For any irreducible, positive recurrent Markov chain (possibly periodic), the Cesàro averages converge:

$\lim_{n \to \infty} \frac{1}{n} \sum_{k=0}^{n-1} p_{ij}^{(k)} = \pi_j.$

This weaker form of convergence holds even for periodic chains. However, for practical applications (e.g., MCMC), we usually modify the chain to be aperiodic (e.g., by adding a self-loop with positive probability).

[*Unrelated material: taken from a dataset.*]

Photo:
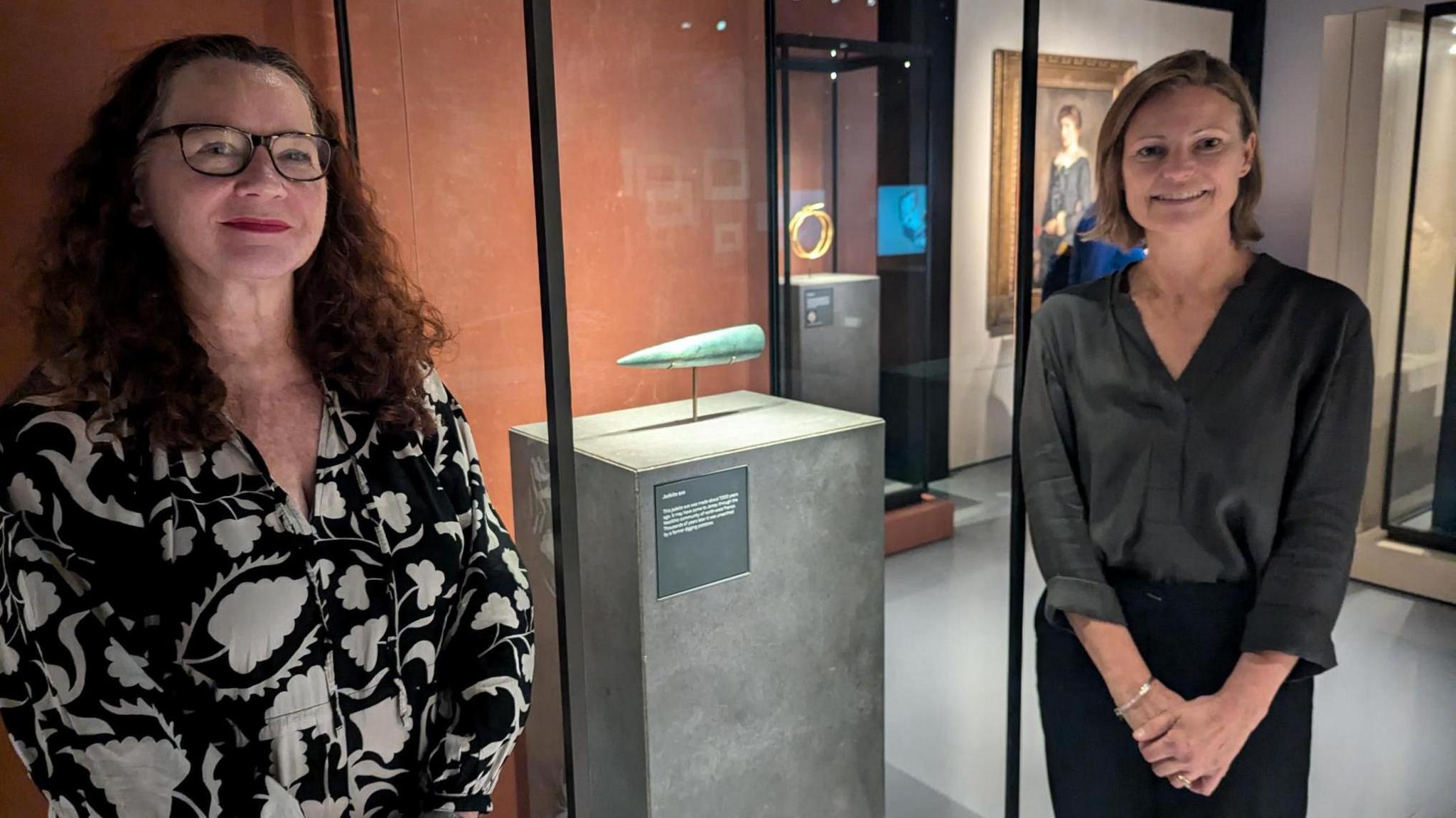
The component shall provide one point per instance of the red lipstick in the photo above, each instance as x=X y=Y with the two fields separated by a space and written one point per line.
x=258 y=225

ExampleDeterministic cycle

On the cycle $\{0, 1, 2\}$ with deterministic transitions $0 \to 1 \to 2 \to 0$ , the stationary distribution is uniform: $\pi = (1/3, 1/3, 1/3)$ . However,

$p_{00}^{(n)} = \begin{cases} 1 & \text{if } n \equiv 0 \pmod{3}, \\ 0 & \text{otherwise}. \end{cases}$

The sequence oscillates, but

$\frac{1}{n} \sum_{k=0}^{n-1} p_{00}^{(k)} \to \frac{1}{3}.$

Summary

The convergence theorem describes the asymptotic behavior of Markov chains:

Irreducible + aperiodic + positive recurrent: $p_{ij}^{(n)} \to \pi_j$ as $n \to \infty$ .
Geometric convergence: For finite state spaces, the rate is exponential, governed by the spectral gap.
Mixing time: Quantifies how long it takes to reach near-stationarity.
Cesàro convergence: Weaker result that holds even for periodic chains.

These results are central to applications in MCMC, statistical physics (Gibbs measures), and randomized algorithms (e.g., approximate counting).